IFN-I stimulation drives non-canonical inflammatory signaling in hospitalized patients only
Finally, after identifying perturbations in baseline and induced IFN responses, we wanted to assess the direct signaling response to IFN-I in COVID-19 patients. For this, we performed the same standardized whole blood ex vivo stimulation with recombinant IFNα2 and measured gene expression by Nanostring as described in the methods. Application of an ISG Z score showed that non-hospitalized and hospitalized patients were unable to induce a classical ISG response following direct IFNα stimulation, as was also the case with Poly:IC and R848 stimulations (Fig. 6a). This was likely explained by the already elevated ISG score in the Null condition of these patients. To apply a less biased analysis, we defined all genes that were significantly induced by IFNα stimulation across the entire cohort (q value < 0.05, Log 1.3-fold change compared to Null condition). Application of these 200 genes (Table S3) to a heat map clustered by gene response and grouped by clinical category revealed interesting differences (Fig. 6b). 50% of the genes were only induced in controls, and pathway analysis showed that these genes were classically involved in IFN-I and anti-viral responses (Fig. 6c), as exemplified by MX1 (Fig. 6d). An additional group of genes was upregulated in both controls and non-hospitalized patients, that included TLR3, TLR7, CXCL10, CXCL11, and HLA molecules (Fig. 6b, e). Most interestingly, the third cluster of genes was differentially expressed in hospitalized patients only, with pathway analysis showing this to consist largely of an inflammatory response (Fig. 6f, g). Many of these genes were downregulated after IFNα stimulation in controls and moderate patients, but not in hospitalized patients, as exemplified by IL1R1 (Fig. 6g). One hospitalized patient was identified to be positive for anti-IFN autoantibody (indicated by an * on the heat map, Fig. 6b). Strikingly this individual patient clearly lacked a classical ISG response to ex vivo IFNα stimulation, but their response to this non-canonical inflammatory activity was not affected.

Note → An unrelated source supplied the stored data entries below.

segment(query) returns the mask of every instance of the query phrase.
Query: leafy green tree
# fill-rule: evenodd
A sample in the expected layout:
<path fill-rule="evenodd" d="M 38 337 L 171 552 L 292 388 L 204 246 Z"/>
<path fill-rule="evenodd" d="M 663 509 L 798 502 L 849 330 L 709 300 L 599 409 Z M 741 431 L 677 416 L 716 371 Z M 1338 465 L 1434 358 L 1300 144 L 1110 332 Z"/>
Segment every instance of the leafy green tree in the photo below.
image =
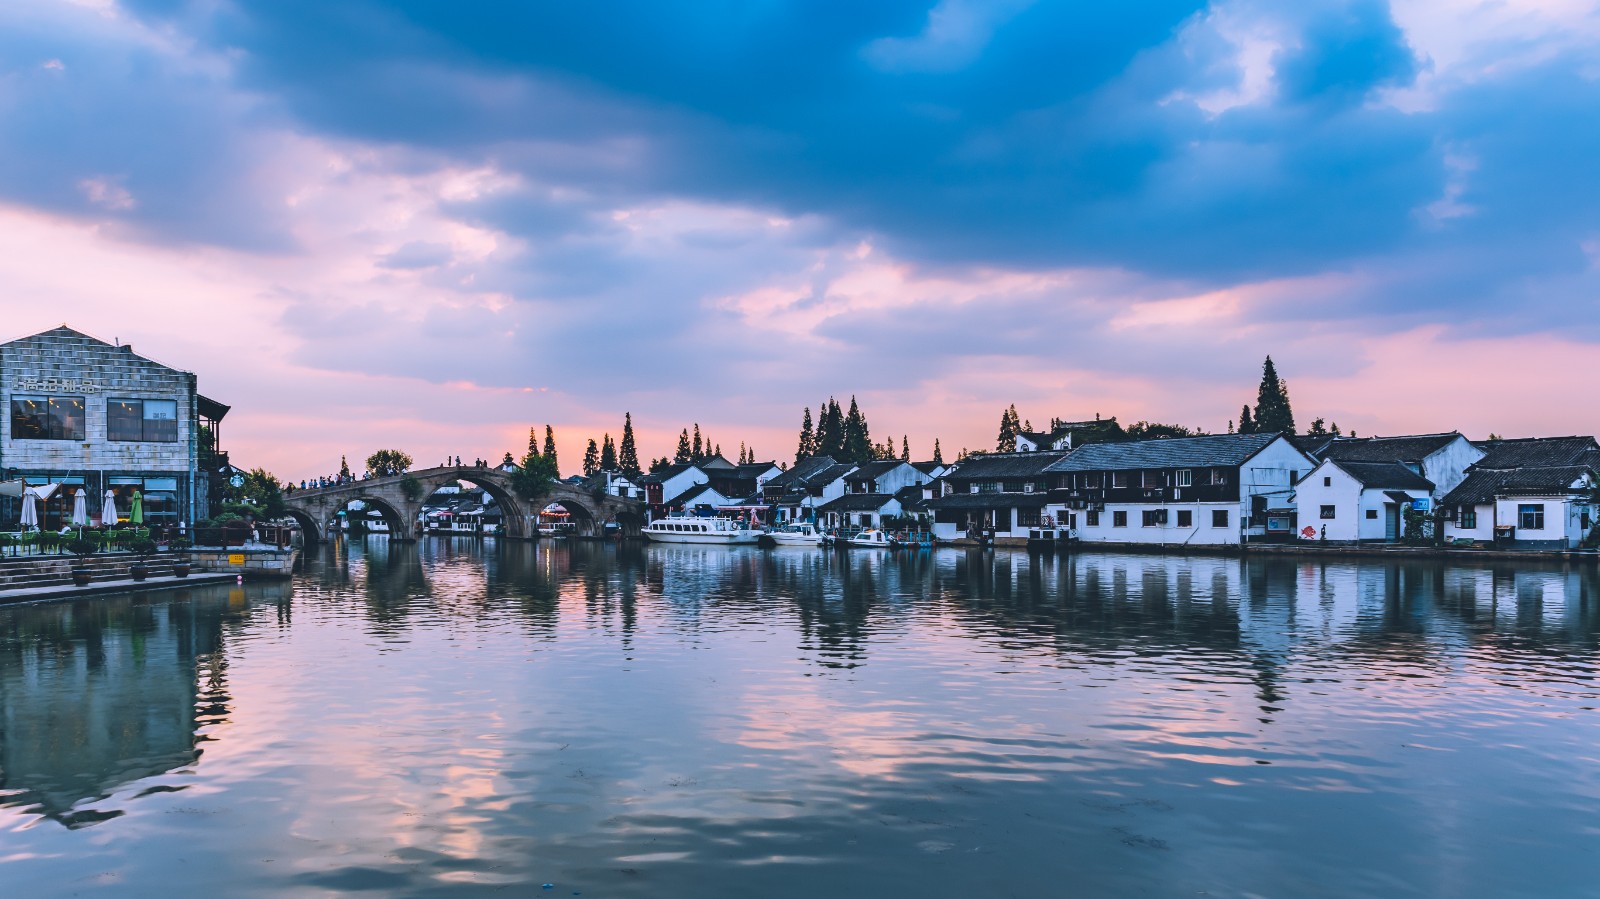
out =
<path fill-rule="evenodd" d="M 637 480 L 641 474 L 639 470 L 639 447 L 633 442 L 633 413 L 622 414 L 622 446 L 617 453 L 617 467 L 628 476 L 629 480 Z"/>
<path fill-rule="evenodd" d="M 540 455 L 550 460 L 550 468 L 561 477 L 561 463 L 556 459 L 556 429 L 549 425 L 544 426 L 544 452 Z"/>
<path fill-rule="evenodd" d="M 1245 403 L 1244 408 L 1239 410 L 1239 433 L 1254 434 L 1255 432 L 1256 423 L 1250 419 L 1250 404 Z"/>
<path fill-rule="evenodd" d="M 350 463 L 346 462 L 342 455 L 339 457 L 339 477 L 350 480 Z"/>
<path fill-rule="evenodd" d="M 1017 432 L 1022 430 L 1022 425 L 1017 421 L 1017 404 L 1000 413 L 1000 433 L 995 437 L 994 451 L 997 453 L 1014 453 L 1017 451 Z"/>
<path fill-rule="evenodd" d="M 700 439 L 700 422 L 694 423 L 694 442 L 689 444 L 689 461 L 704 462 L 706 459 L 706 446 Z"/>
<path fill-rule="evenodd" d="M 595 445 L 594 438 L 589 438 L 589 445 L 583 451 L 583 476 L 592 478 L 600 470 L 600 447 Z"/>
<path fill-rule="evenodd" d="M 529 453 L 522 457 L 522 464 L 517 470 L 511 472 L 511 489 L 523 499 L 536 499 L 548 492 L 550 485 L 560 476 L 550 456 Z"/>
<path fill-rule="evenodd" d="M 867 417 L 861 414 L 856 398 L 850 397 L 850 413 L 844 419 L 844 460 L 857 465 L 871 462 L 877 454 L 872 450 L 872 433 L 867 428 Z"/>
<path fill-rule="evenodd" d="M 1261 386 L 1256 389 L 1255 432 L 1294 433 L 1294 411 L 1289 407 L 1289 385 L 1278 377 L 1272 357 L 1261 366 Z"/>
<path fill-rule="evenodd" d="M 935 465 L 944 464 L 944 453 L 939 450 L 939 438 L 933 438 L 933 462 Z"/>
<path fill-rule="evenodd" d="M 611 435 L 605 435 L 605 442 L 600 444 L 600 470 L 617 470 L 617 445 L 611 441 Z"/>
<path fill-rule="evenodd" d="M 911 461 L 911 437 L 906 434 L 900 435 L 900 461 Z"/>
<path fill-rule="evenodd" d="M 806 412 L 800 419 L 800 445 L 794 451 L 796 462 L 809 459 L 817 454 L 817 435 L 811 429 L 811 407 L 806 407 Z"/>
<path fill-rule="evenodd" d="M 694 447 L 689 443 L 689 429 L 684 428 L 678 435 L 678 451 L 672 456 L 672 464 L 682 465 L 694 461 Z"/>
<path fill-rule="evenodd" d="M 844 436 L 844 413 L 839 410 L 839 401 L 830 396 L 817 420 L 816 454 L 843 461 Z"/>
<path fill-rule="evenodd" d="M 283 485 L 264 468 L 252 468 L 243 475 L 244 483 L 238 487 L 224 483 L 216 499 L 222 506 L 246 507 L 244 511 L 257 518 L 281 518 L 287 507 L 283 502 Z"/>
<path fill-rule="evenodd" d="M 1128 440 L 1168 440 L 1173 437 L 1204 437 L 1206 432 L 1186 425 L 1140 421 L 1129 425 L 1123 433 Z"/>
<path fill-rule="evenodd" d="M 1324 421 L 1323 419 L 1320 419 L 1320 418 L 1312 421 L 1311 422 L 1311 427 L 1306 429 L 1306 436 L 1307 437 L 1327 437 L 1328 436 L 1328 423 L 1326 421 Z"/>
<path fill-rule="evenodd" d="M 537 427 L 528 428 L 528 452 L 535 456 L 539 455 L 539 429 Z"/>
<path fill-rule="evenodd" d="M 382 449 L 367 457 L 367 470 L 375 478 L 393 477 L 411 470 L 411 457 L 399 450 Z"/>

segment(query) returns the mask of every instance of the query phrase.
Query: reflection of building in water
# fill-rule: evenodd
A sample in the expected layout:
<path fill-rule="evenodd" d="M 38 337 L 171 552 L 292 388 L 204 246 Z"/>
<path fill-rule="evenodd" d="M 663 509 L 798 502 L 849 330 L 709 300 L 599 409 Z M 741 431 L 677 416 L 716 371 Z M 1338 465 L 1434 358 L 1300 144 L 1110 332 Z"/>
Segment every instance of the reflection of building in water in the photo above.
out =
<path fill-rule="evenodd" d="M 196 727 L 225 712 L 224 611 L 106 600 L 8 610 L 0 805 L 82 826 L 108 815 L 74 814 L 81 803 L 193 763 Z"/>

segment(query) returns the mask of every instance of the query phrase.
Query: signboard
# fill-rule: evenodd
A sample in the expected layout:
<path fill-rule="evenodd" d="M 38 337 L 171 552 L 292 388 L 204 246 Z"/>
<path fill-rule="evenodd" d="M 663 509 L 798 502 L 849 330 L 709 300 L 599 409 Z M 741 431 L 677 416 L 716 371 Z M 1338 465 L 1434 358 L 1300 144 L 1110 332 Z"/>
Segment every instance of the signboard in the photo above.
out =
<path fill-rule="evenodd" d="M 1433 500 L 1426 496 L 1411 501 L 1411 508 L 1416 509 L 1418 512 L 1426 512 L 1432 507 Z"/>
<path fill-rule="evenodd" d="M 232 484 L 235 487 L 243 487 L 244 486 L 244 475 L 236 474 L 233 477 L 228 479 L 228 483 Z"/>
<path fill-rule="evenodd" d="M 229 565 L 243 565 L 244 564 L 244 553 L 228 553 L 228 564 Z"/>
<path fill-rule="evenodd" d="M 17 378 L 18 393 L 94 393 L 100 389 L 89 378 L 57 378 L 22 375 Z"/>

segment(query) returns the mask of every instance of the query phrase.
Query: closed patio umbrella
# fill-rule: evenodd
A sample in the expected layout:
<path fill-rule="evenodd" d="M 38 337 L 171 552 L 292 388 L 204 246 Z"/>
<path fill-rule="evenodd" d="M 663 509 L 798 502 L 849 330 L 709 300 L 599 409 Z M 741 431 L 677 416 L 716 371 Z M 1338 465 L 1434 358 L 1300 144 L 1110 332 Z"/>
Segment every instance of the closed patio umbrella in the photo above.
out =
<path fill-rule="evenodd" d="M 128 520 L 134 524 L 144 524 L 144 494 L 133 491 L 133 502 L 128 505 Z"/>
<path fill-rule="evenodd" d="M 39 495 L 32 490 L 22 492 L 22 527 L 23 530 L 39 527 Z"/>
<path fill-rule="evenodd" d="M 117 523 L 117 495 L 107 490 L 106 498 L 101 502 L 100 523 L 106 527 L 111 527 Z"/>
<path fill-rule="evenodd" d="M 80 528 L 89 523 L 89 492 L 87 490 L 79 490 L 78 494 L 72 498 L 72 523 Z"/>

a Type I interferon gene signature (ISG) score calculated from Nanostring data in healthy controls (black, n = 19), moderate COVID-19 patients (green, n = 28), and hospitalized COVID-19 patients (orange, n = 18) in the Null control, and after stimulation with IFNα, Poly:IC, and R848. b Heat map of all IFN stimulated genes identified from Nanostring data in healthy controls (black), moderate COVID-19 patients (green), and hospitalized COVID-19 patients (orange). Pathways identified to be enriched after IFNα stimulation in c healthy donors and f hospitalized COVID-19 patients. Nanostring gene expression of d MX1, e TLR3 and TLR7, and g IL1R1 in whole blood of healthy controls (black), moderate COVID-19 patients (green), and hospitalized COVID-19 patients (orange). Black lines represent the medians. P values were determined with the Kruskal–Wallis test followed by Dunn’s post hoc test for multiple comparisons. N = number of individual patients included. Source data are provided as a Source Data file.